Last Thursday I presented on the power of mindset for a large financial institution in Minnesota. My audience especially appreciated the practical tips for positive thinking. So that’s my focus for this post:
• Pay attention to your inner monologue and correct negative self-talk such as “This is a disaster”. Some things really are a disaster, but most are not. Of course everyone has their own standards, but be sure not to exaggerate the negative, neglect the positive, and talk yourself down. Another example is “I can’t do this.” It’s much more productive to ask yourself “What is it that I need to learn and what is it that I need from others to master this?” Challenge yourself and learn to recognize or self-sabotaging and self-deceiving thoughts and behaviors.
• Focus on living in the here-and-now and appreciating the present moment. Most of us score pretty low when it comes to living and appreciating the moment right now. We spend a lot of time regretting the past and fretting about the future, which is mostly a waste of time and energy. Mindfulness based stress reduction training and other awareness training programs help you live more in the moment without neglecting the past or the future. And they prove to have positive effects on sleeping problems, attention spans, and eating disorders (UCLA, University of Minnesota and many other research institutions).
• Focus on what is working (and celebrate success) rather than on what is not working or what might possibly not work in the future. Focus on solutions rather than problems.
• When dealing with a problem or worry, you want to do a reality check: How much will this honestly matter in a few hours, next week, next month, and a year from now?
• Practice a positive explanatory style, which is a positive way of explaining events in your life: Optimists explain positive events as having happened because of them and they see them as evidence that more positive things will happen in the future and in other areas of their lives. Conversely, they see negative events as not just being their fault. The latter can pose a danger, of course, because you do need to see your own role in negative events and you do need to hold yourself accountable. But the idea is to see negative events as isolated events that have nothing to do with other areas of your life or with future events. Unless they clearly do, of course, in which case we’re talking a totally different situation.
• Do a reality check with someone you trust to be candid and enlist their help for feedback. Again, I’m talking candid feedback, on your mindset and on your thinking style. Actively seek out perspectives that are significantly different from yours.

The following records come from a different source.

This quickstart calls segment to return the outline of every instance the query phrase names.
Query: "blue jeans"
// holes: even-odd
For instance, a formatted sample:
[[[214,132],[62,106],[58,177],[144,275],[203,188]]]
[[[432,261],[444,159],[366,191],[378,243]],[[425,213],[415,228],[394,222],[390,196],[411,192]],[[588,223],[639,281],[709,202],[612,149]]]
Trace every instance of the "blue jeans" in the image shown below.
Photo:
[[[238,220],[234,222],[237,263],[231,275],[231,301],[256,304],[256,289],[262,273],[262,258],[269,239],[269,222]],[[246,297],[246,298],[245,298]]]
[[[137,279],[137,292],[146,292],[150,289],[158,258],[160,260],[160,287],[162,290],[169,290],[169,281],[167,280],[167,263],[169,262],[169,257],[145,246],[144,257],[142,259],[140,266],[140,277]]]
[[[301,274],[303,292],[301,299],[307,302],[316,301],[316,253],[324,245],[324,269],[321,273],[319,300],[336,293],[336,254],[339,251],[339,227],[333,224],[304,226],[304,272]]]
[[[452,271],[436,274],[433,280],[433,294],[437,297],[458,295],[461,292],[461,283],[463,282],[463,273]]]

• Open yourself up to humor and laughter, especially about your own idiosyncrasies.
• Write down worrying thoughts and set aside a certain time to think about them. Don’t allow them to interfere with everything you do.
• We all know it but do you act on it? When you eat, sleep, and exercise well, you feel better and are healthier and more successful. Proper nutrition keeps your mind sharp and your brain healthy. It helps you stay alert and handle pressures and stress from your everyday life. In 2012, at the yearly meeting of the Society for Neuroscience scientists were able to associate the foods people eat to how and what they think.
• Practice gratitude daily. There is increasing interest and research into the benefits of gratitude. One of the findings tells us that a five-minute daily gratitude journal can increase your long-term well-being by more than 10 percent. That’s 2.5x the impact of winning $1,000,000 in the lottery! How does a free five-minute activity do what $1,000,000 can’t? Gratitude improves your health, relationships, emotions, and career. Even though the money is pretty awesome, the principle of hedonic adaptation assures that we quickly get used to the extra money and we stop having as much fun and happiness as we did when we first received it.
• Distract yourself with something positive that is realistic and convincing. Really take time for things you enjoy.
• Notice when you’re complaining. Limit it.
• Surround yourself with positive people.
We all know that the above is easier said than done. Not every technique leads to success in every situation. Choose a few techniques that you can practice every day and choose specific techniques that fit the change or situation that you are facing.